Self-Publishing an E-book





Last week I led a debate at a Southeast Authors meeting entitled "Should authors be publishers?"




The more I delved into the history of publishing, back to the days when authors, booksellers and printers did the whole thing themselves, the more convinced I became that maybe this is a good time to get back to basics.




For about a quarter of a millenium we have all been focusing on pleasing publishers, (and for the last quarter of a century we have done the same with literary agents), and have rather forgotten that it is ultimately only the readers who matter. The problem is finding ways to reach them efficiently, which is where traditional publishing houses have been helping out.




But now we have the electronic media, which allows us to take at least the initial steps to market by ourselves, (with the help of a few experts), and so I am setting out on the e-book publication trail.

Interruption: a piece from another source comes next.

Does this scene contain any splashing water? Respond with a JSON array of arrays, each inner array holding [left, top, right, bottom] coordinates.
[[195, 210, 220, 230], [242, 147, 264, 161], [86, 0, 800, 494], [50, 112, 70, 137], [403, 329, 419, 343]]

I have enlisted the help of Paul Hurst, a self-confessed geek, (http://www.publish-ebooks.com/), and Elliot Thomson, a designer who has done a brilliant cover design for one of my ghosted books in the past (http://www.preamptive.com/), and I will keep the blog appraised of progress as we stumble forward together.




The book is called "The Fabulous Dreams of Maggie de Beer" and the blurb currently runs something like this:








Fifteen year-old Maggie arrives in London on the run from her humdrum suburban life, determined to make it big in show business.





For more than thirty years she is exploited by both men and the media. She struggles against endless set-backs and disappointments, always remaining optimistic, always believing that this time her big break has come. Then, when most of us would have given up all hope, the celebrity circus rockets her to bizarre and unexpected pinnacles of fame.







Starting in 1970 Maggie de Beer’s journey mirrors the rise of celebrity culture and the growth of the media which ruthlessly created it, exploiting and destroying the lives of girls like Maggie who willingly offered themselves up, happy to make any amount of personal sacrifices in exchange for a chance to live the dream. She is determined to make herself “interesting” and only when she finally achieves her goal, at enormous personal cost, does she discover, under the full glare of the media spotlight, that the family she was running away from was never as humdrum as she had believed.





“This, I thought as the chauffeured car slid me back from Park Lane to Earls Court behind darkened windows, is what life must have been like for party girls like Christine Keeler in the sixties. I had found my Xanadu, the place where I was meant to be …”





This is the story of a woman who just wanted to be recognised and loved by the public.